Veturi Prabhakara Sastri (7 February 1888 – 29 August 1950) was a Sanskrit and Telugu scholar, editor, translator and historian. He was born in the town of Pedakallepalli in the Krishna District of Andhra Pradesh. He was known for deciphering a few thousand of Annamayya's composition during his tenure at the Devasthanam Oriental Institute. He is also recognized for his scholarship on Telugu poet Srinatha's work. Veturi was involved in researching lost texts and forgotten literature, and he is regarded for his enlightened and liberal scholarship that was free of literary or religious prejudices.

==Work==
As a publisher and writer, he introduced to the Telugu people several antiquated texts, in association with Manavalli Ramakrishna Kavi from prachya likhita pustaka bhandagaram (library of ancient scripts). He discovered the copper scripts of Annamayya's poetry and introduced them to Telugu people. Similarly, he unearthed palm scripts of Ranganatha's Ragadalu. He published Tanjavuri Andhra Rajula Charitra, Srinatha Vaibhavamu, Sringara Srinatham, Manu Charitra, Basava Puranam etc. with elaborate introductions. He translated Bhasa's Pratima Natakam, Karnaabharam and Madhyama Vyayogam.

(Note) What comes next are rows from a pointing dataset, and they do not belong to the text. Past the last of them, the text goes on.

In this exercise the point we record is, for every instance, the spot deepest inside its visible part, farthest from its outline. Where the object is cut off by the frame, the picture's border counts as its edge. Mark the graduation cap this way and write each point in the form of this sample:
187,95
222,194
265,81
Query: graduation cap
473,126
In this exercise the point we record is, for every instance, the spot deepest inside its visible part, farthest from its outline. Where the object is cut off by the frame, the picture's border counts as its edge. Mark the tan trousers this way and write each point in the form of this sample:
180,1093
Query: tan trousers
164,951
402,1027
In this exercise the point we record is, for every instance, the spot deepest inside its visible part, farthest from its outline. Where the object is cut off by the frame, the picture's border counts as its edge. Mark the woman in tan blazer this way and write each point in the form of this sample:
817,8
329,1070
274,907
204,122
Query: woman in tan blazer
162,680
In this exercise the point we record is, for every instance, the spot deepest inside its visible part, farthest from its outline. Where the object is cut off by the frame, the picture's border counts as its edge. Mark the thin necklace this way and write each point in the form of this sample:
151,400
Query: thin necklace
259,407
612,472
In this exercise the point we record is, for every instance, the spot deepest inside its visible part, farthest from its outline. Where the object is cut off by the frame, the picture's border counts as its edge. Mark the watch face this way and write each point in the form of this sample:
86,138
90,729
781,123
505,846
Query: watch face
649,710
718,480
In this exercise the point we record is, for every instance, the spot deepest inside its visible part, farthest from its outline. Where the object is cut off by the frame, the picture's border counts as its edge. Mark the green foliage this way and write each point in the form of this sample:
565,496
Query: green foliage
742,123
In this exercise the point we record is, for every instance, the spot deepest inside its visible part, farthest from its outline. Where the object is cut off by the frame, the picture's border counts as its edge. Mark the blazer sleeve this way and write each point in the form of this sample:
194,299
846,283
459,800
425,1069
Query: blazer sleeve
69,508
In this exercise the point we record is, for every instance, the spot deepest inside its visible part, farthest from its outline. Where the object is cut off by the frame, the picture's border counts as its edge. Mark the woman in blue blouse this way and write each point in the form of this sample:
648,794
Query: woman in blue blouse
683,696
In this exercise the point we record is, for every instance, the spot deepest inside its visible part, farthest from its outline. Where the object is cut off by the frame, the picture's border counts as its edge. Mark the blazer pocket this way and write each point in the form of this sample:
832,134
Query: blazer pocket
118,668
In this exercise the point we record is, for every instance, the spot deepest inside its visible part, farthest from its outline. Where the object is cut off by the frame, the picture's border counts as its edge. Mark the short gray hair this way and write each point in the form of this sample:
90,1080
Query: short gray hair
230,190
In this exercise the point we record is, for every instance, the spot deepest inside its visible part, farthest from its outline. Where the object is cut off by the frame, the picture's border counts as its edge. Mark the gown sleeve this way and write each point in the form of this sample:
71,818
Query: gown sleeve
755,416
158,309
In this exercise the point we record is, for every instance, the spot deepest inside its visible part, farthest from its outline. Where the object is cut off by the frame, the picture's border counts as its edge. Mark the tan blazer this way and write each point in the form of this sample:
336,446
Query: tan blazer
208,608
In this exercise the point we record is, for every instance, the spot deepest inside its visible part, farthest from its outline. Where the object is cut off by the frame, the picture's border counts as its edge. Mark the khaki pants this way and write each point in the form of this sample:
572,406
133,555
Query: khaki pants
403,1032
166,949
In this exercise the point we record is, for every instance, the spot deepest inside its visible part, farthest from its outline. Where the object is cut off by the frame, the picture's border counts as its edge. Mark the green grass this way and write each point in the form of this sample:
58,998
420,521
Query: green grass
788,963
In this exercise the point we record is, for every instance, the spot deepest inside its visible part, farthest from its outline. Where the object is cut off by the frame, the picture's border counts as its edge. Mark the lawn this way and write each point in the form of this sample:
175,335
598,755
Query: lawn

Veturi Prabhakara Sastry was also an editor of Ayurvedic texts. He edited and wrote an introduction for an Ayurvedic text called the Carucarya for a patron, the then-Raja of Muktyala. He also edited the 'Ballad of the Battle of Yerragaddapadu' written by Gangula Pinayellaya. Veturi also edited many Hindu religious satakams and stavams in praise of Venkateshwara, such as Venkatachala Vihara Satakam. Veturi Prabhakara Sastry was also a translator. He rendered the classical Sanskrit farcical play 'Bhagavadajjukam' of Bodhyanakavi into Telugu, and he translated a Sanskrit farcical play 'Mattavilasaprahasanam' into a Telugu work entitled 'Mattavilasamu.'

==Vangmaya Peetham==
Tirumala Tirupati Devasthanams (TTD) established "Sriman Veturi Prabhakara Sastri Vangmaya Peetham" in 2007 to publish his books and research works. A life-size bronze statue of Sri Veturi was installed before the SVETA Complex in Tirupati.